Two key tools for better understanding and identifying those individuals whose behaviour will be easiest to change including laddering and prototyping. Laddering is a directed interviewing method that asks representative people of potential markets a series of questions focusing on the type of person they are and on their specific goals, motivations, and aspirations in life and on a daily basis.[2]
Wansink then argues it is important to identify those most predisposed to change. The method he describes for doing this is called profiling, and it involves focusing on behavior patterns and motivations of ideal consumers and making generalizations that can improve targeting efforts.[3]

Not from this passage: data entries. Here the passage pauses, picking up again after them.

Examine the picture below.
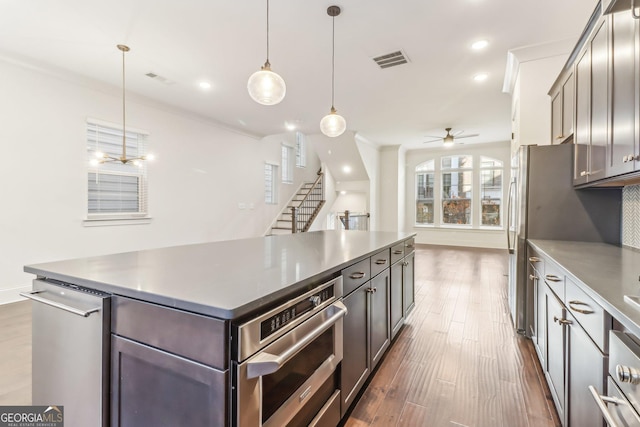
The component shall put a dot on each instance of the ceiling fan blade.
(468, 136)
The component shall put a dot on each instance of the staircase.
(305, 205)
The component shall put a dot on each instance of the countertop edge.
(208, 310)
(623, 313)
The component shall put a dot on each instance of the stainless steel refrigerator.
(543, 204)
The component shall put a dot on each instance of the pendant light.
(333, 124)
(105, 158)
(264, 86)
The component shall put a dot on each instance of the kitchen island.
(175, 341)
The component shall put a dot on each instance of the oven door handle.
(267, 363)
(600, 400)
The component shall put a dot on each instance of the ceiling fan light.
(333, 124)
(266, 87)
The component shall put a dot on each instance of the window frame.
(456, 170)
(287, 159)
(140, 142)
(271, 185)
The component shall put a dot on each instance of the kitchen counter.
(228, 279)
(606, 272)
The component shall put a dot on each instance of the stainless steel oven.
(285, 362)
(621, 405)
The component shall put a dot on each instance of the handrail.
(308, 207)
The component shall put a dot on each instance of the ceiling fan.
(450, 138)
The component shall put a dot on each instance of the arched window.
(425, 176)
(457, 189)
(491, 173)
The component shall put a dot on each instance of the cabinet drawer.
(536, 262)
(409, 246)
(380, 261)
(172, 330)
(594, 319)
(355, 275)
(397, 252)
(554, 278)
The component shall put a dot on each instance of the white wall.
(448, 235)
(203, 172)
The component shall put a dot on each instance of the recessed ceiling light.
(480, 77)
(479, 45)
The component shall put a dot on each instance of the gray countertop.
(222, 279)
(606, 272)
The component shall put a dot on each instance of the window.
(270, 174)
(116, 190)
(287, 164)
(301, 150)
(457, 184)
(491, 192)
(425, 176)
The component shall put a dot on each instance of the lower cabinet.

In addressing obesity, the book uses an industry-centric analysis to suggest what it refers to as “win-win” tactics companies can use to better think about profitably de-marketing obesity. This focus on basic principles of behavioral economics as they relate to availability, cost, palatability, knowledge, and convenience.[4]

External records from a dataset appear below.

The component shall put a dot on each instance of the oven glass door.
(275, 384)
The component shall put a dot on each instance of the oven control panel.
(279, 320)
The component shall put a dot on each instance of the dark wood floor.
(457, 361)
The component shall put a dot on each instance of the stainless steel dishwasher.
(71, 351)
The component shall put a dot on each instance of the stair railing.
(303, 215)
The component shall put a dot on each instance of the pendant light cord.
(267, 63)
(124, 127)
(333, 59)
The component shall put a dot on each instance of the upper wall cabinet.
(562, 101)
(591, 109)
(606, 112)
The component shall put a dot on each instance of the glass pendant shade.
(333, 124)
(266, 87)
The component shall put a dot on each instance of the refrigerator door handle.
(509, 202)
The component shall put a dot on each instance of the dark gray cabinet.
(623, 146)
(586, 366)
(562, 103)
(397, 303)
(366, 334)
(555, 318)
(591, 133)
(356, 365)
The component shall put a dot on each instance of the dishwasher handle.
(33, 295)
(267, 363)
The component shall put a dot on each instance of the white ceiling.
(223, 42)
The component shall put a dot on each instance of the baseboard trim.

The book takes a balanced view of biotechnology, showing how both favorable and unfavorable attitudes toward biotechnology are formed and how misunderstandings can be remedied by addressing four biasing fallacies that both opponents and proponents have. In Chapter 10 Wansink argues that understanding these fallacies will make it much more effective to manage the communication dimension of a food crisis.
Chapters 11 and 12 generalize from the findings of studies conducted for the U.S. Food and Drug Administration on soy health claims and on calorie labeling.[5] These chapters warn against the unmerited inferences that people make about the overall healthfulness of food based on what packaging details they happen to focus upon. The results further emphasize ways in which labeling can be used to minimize the inferences made by an uninterested or uninvolved shopper. One of the solutions, argued by Wansink, includes the use of double-sided claims that present an abbreviated claim on the front of a package and a more detailed claim on the back.
Marketing Nutrition concludes by synthesizing a series of global best practices for marketing nutrition. These best practices are distilled for the four target groups Wansink argues will benefit from the book: 1) Dieticians and healthcare professionals, 2) administrators of food aid programs and public policy officials, 3) brand managers, and 4) scientists and researchers.